“I’m glad you’re alright too, Maa,” Shivani sniffles.
Then something flickers in her expression. Fear. Pain. “Madhav Uncle?” She whispers, her gaze shifting to me, full of hope.
And it breaks my heart, because I have to tell her the truth.
56
SHIVANI
He died.
He took a bullet for me. The only person who truly cared for me in that house is gone. He was my first best friend, the only one who stuck with me till the end. Always knew how to lift my mood. He never asked too many questions—he just knew when something was off. And instead of pressing me, he made me laugh, distracted me, and gave me something to smile about. I remember once he got scolded badly by my father. They were going to fire him. And the reason was that I was upset that day, and instead of taking me to class like he was supposed to, he took me to the market. Bought me the toys and chips I had been craving. My parents were furious. But he didn’t care. He only cared that I was smiling again.
Even in his last moments, all he could think about was my well-being. The doctors discharged me two weeks ago, though I’m still on bed rest. Everyone’s been supportive. Someone or the other is always beside me—family, the people who genuinely care. And I like it... most of the time. But there are moments when I just want to shut everyone off. No voices, no sympathy, no one watching me like I might break. I want to go back. Just one moment. Just long enough to save him somehow.
Simbu curls up in my lap, breaking the train of my thoughts. He looks up at me as if he can sense my pain. I muster up a small smile, and he silently goes to sleep.
I haven’t cried. Not even once. Rudra keeps telling me I should. Says I’m an emotional person, and maybe letting it out would help. But I can’t. I don’t understand it. Maybe it’s because I know the moment I cry, I’ll have to face it. I’ll be accepting the fact that he’s gone. That he’s not coming back. And I don’t want to. Not yet. My throat tightens, and I take in a deep breath, patting my chest.

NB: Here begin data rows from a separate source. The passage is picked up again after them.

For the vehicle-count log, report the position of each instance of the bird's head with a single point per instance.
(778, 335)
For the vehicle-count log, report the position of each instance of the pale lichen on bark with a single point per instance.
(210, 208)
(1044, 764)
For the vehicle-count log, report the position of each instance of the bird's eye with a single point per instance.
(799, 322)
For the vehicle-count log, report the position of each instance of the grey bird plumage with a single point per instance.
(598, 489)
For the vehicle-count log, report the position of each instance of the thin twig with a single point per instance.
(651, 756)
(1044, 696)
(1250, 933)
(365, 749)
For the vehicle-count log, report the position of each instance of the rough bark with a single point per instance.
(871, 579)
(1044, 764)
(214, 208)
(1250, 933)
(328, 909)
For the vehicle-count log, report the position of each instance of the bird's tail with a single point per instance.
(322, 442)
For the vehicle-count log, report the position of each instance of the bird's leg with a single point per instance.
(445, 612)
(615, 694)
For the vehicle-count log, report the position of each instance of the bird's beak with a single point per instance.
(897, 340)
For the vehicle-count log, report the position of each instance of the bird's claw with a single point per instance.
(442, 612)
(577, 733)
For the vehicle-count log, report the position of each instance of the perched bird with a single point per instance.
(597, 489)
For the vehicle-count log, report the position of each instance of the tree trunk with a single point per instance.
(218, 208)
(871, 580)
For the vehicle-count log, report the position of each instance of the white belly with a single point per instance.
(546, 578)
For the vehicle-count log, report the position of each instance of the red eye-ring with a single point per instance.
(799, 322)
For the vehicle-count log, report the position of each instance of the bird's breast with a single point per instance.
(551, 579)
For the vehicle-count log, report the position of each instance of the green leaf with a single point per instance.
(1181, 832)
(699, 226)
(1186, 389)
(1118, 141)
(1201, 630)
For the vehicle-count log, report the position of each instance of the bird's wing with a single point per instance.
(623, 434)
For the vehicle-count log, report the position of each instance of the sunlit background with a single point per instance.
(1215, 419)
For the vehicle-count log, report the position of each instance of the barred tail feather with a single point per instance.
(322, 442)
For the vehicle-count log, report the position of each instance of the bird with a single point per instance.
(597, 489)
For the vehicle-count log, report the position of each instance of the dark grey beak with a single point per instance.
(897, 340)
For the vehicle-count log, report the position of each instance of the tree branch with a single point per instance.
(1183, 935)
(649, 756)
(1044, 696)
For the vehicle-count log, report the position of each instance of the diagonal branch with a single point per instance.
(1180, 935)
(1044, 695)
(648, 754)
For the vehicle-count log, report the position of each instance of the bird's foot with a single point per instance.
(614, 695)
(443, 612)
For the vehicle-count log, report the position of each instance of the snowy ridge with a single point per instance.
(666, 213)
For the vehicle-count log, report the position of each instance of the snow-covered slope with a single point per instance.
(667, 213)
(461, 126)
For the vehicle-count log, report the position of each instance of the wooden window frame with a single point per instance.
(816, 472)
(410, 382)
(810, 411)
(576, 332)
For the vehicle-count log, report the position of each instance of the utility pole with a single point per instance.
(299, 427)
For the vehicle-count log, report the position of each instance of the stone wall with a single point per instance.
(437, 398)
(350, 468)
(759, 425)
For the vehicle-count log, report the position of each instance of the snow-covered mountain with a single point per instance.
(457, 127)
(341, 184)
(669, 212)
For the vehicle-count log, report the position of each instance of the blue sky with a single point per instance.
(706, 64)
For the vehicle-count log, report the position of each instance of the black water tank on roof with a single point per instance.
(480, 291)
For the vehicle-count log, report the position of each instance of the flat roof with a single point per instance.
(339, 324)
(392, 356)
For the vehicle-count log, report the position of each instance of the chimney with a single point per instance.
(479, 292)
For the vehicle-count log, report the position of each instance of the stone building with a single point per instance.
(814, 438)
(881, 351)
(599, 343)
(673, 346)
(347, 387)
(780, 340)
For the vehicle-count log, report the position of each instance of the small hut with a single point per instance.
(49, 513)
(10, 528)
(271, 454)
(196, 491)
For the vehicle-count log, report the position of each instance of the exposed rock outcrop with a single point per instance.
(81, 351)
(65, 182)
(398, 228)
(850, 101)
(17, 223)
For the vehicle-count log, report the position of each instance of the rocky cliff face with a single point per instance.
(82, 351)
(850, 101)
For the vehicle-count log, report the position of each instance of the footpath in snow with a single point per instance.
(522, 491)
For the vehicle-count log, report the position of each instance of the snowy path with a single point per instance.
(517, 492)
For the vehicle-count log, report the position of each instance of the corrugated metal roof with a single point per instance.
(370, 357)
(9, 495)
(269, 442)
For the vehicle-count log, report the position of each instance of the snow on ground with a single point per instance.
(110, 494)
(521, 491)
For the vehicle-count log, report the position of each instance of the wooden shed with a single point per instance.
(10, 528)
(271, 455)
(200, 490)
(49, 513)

Rudra’s been extra protective. He hasn’t gone to the office since it happened. I keep telling him I’m fine, that he should go back, that there are so many people here looking after me. I don’t want to be a burden. But he shut me up real quick with one question:What would you do if you were in my place?
And I didn’t have an answer to that. “Rudra?” I ask quietly.
He looks up from his laptop, his face softening the second he sees me. “Yes, darling?”
There’s a warm smile on his face, the kind that makes my heart ache a little less.
“My father?” I whisper. “Is he alive?” I don’t even know if I want to hear the answer. But I ask anyway.
Rudra’s smile fades instantly. His expression hardens, his jaw tightening as he closes his laptop slowly and sets it aside. His entire energy shifts. “Your father?” He repeats, as if disgusted by his name, his voice low and sharp.
“Yes.”
Just saying that word makes my skin crawl. The idea of him being alive—breathing, walking free—terrifies me. I will never be safe if he still exists in the same world as me. “Don’t worry, darling. He’s in my custody,” Rudra tells me, his voice cold, deprived of the warmth it carried earlier.
“I’ll end him with my own hands.” He is talking about murdering someone, and I can't even feel disgusted, because one, I love Rudra, and no matter what, I will always love him, and two, it's my father, the monster who had always made my life hell, so he deserves it. It's time I stop empathizing with people who hurt me.
He sits beside me on the bed and takes my hand in his. His touch is warm, but his grip is firm, like he’s calming me down, like he needs me to feel safe.
“I want to see him,” I mumble. Rudra’s face darkens as his grip tightens, and for a second, I feel him silently pleading with me not to go there.
“You’re not well enough to see him,” he says, the edge in his voice softening a bit. “You need to rest, Shivani. To recover.”
“I know,” I sigh, “but I want to meet him. I have to talk to him.” He looks at me like I’ve lost it. Maybe I have. Maybe grief does that to people.
“Baby, he’s a dangerous man.” He states, his eyes softening as he tries to change my decision.
“I know that,” I say, chuckling a little at the irony. Dangerous feels like an understatement.
He glares at me, and I raise my hands in surrender. “Please, Rudra.” I pout. Just a little.
He groans, running a hand through his hair, then lets out a long sigh. “Fine. But I’ll be with you. I’m not leaving you alone with that man!”
“Okay. But only you. No one else.” He nods, then pulls me gently into his chest. I rest my head over his heart, closing my eyes as I listen to his steady heartbeat. It’s oddly calming.
“Can we go now?” I ask, my voice muffled against his shirt.
He pulls back, stares at me for a long moment, and then finally nods. He helps me up from the bed, and Simbu jumps out of the bed, staring at Rudra, who stares back at him. I love this rivalry.